果たして、幾ら有能な伯父の元とは言えど、本当に勉強になるのだろうか。
『大丈夫よ、ココまで演算通りだもの』
そうなのか。
凄いな、流石ラプラス、演算の悪魔だな。
『本当に、大きくなりましたね』
「はい、アレから1年ですから」
とうとう僕はリリーの背を抜いた。
十分な睡眠に適度な運動、そして食事にも気を配り、成人前に追い抜く事が出来た。
『半年前は、ココだった筈が』
「はい、成長期ですから」
リリーは背なんか気にしないだろうけれど、やっぱり何か有った時はリリーを抱えられる体が欲しかった。
なので伯父様にお願いし、体も鍛えても貰った。
『どうですか、伯父様は』
「はい、相変わらずですので、僕には寧ろ有り難い限りです」
リリーの家族とは真逆の伯父様の家庭ですが、起伏が少ないだけで、冷静で穏やかなご家族なんです。
けれど、だからこそ誤解され易いんですが、本当に良くして頂いています。
『ふふふ、私、生まれる家を少し間違えてしまったんですよ』
「そんな事は無いです、良く似てらっしゃいますよ。
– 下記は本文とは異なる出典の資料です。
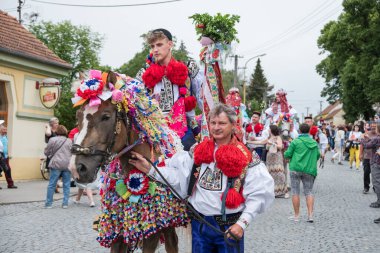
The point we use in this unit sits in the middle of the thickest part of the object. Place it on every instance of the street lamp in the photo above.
(245, 67)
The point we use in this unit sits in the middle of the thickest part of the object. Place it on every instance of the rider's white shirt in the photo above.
(258, 188)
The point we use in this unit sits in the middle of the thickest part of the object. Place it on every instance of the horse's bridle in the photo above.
(107, 155)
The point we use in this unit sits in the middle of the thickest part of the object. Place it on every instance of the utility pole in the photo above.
(235, 69)
(20, 4)
(245, 67)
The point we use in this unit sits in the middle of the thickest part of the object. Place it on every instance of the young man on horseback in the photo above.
(167, 79)
(223, 182)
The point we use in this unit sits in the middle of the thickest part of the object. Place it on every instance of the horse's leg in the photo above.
(119, 246)
(150, 244)
(171, 240)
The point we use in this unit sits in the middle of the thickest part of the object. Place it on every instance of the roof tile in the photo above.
(16, 39)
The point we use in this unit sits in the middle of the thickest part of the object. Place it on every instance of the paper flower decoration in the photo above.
(91, 89)
(137, 182)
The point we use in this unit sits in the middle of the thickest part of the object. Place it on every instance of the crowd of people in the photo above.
(224, 184)
(357, 144)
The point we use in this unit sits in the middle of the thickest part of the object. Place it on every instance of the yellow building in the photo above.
(24, 61)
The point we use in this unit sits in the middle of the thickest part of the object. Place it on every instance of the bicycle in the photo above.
(45, 171)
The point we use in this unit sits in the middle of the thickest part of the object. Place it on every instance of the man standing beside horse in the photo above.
(167, 78)
(223, 182)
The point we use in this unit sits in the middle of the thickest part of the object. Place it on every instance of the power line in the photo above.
(107, 6)
(296, 29)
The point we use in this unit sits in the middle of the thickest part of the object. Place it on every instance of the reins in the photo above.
(196, 214)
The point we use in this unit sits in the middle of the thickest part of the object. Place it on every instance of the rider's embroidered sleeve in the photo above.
(176, 171)
(196, 84)
(258, 193)
(264, 135)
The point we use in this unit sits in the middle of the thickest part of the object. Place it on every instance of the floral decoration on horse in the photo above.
(134, 206)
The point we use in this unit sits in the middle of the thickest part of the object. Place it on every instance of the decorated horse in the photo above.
(118, 115)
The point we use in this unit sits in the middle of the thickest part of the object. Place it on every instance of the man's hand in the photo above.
(236, 230)
(139, 162)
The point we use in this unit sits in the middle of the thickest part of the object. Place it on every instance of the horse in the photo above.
(108, 132)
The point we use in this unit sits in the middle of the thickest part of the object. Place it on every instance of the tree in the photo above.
(352, 67)
(259, 88)
(77, 45)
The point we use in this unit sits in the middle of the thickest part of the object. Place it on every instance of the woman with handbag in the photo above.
(275, 161)
(355, 138)
(58, 150)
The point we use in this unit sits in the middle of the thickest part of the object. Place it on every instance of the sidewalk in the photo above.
(29, 191)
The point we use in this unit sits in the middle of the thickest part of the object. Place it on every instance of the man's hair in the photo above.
(304, 128)
(61, 130)
(219, 109)
(256, 113)
(158, 34)
(274, 130)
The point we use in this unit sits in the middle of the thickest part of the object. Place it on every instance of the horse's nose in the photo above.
(81, 168)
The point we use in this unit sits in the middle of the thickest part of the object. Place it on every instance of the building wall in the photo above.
(26, 122)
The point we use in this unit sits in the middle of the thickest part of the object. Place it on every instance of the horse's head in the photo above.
(102, 132)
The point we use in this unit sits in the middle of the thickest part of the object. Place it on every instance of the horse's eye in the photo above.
(105, 117)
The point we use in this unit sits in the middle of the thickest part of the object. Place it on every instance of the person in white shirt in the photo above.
(229, 187)
(355, 137)
(339, 145)
(323, 140)
(258, 134)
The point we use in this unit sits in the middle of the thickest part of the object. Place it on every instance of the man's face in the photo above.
(309, 122)
(220, 127)
(275, 108)
(373, 128)
(255, 118)
(161, 50)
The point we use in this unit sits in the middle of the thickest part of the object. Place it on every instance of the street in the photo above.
(343, 222)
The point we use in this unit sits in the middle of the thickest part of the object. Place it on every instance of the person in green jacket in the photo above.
(303, 153)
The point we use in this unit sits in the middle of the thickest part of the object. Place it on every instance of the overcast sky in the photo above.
(287, 31)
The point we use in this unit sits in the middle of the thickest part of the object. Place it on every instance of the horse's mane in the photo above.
(131, 96)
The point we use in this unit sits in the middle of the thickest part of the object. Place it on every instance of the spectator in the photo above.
(257, 133)
(339, 145)
(354, 138)
(275, 161)
(366, 154)
(50, 131)
(59, 152)
(5, 156)
(303, 154)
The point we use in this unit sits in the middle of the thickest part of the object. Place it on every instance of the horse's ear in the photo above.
(76, 83)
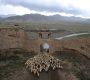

思い遣りと優しさが有って、確かにリリーは真面目ですけど、十分似ています」
『そう、ですかね』
「今なら分かります、冗談を言うか言わないかだけで、芯の強さも優しさもそっくりです」
庶民には凄く親しみ易いんですが、高位貴族には確かに受けが悪いと思います。
ですけど、良い悪いでは無い。
適切な場所に配置され、しっかり運営がなされている。
貴族らしさとは、そこです。
他者の命を背負い、良き管理を行う。
それこそが貴族。
高位には高位の、下位には下位の問題が存在する。
その点、本当に伯父様は凄いんです。
中間に位置し、双方を繋ぐ役目。
中間管理職が、僕は最も難しいのだと思い知らされました。
『すっかり男らしくなられましたね』
まだ、リリーには男としては見られていませんが。
コレは仕方の無い事、だって僕はまだ、成人前なんですから。
しっかり者のリリーが、そんな目で見るワケが無い。
「もっともっと男らしくなりますから、見てて下さいね」
『はい』
リリーは僕を置いて直ぐ、また旅に出てしまった。
今まで関わった者の様子を伺いに、そして妹さんの様子を伺いに。
その合間に、また誰かを助けたり、求婚されたり。
でも、まだ婚約者は居ません。
だから、そこに少しだけ期待しています。
そして、甘えています。
もしかすれば、待っていてくれているんじゃないかって。
でも油断は出来ません。
リリーには、相変わらず婚約の申し込みが有るんですから。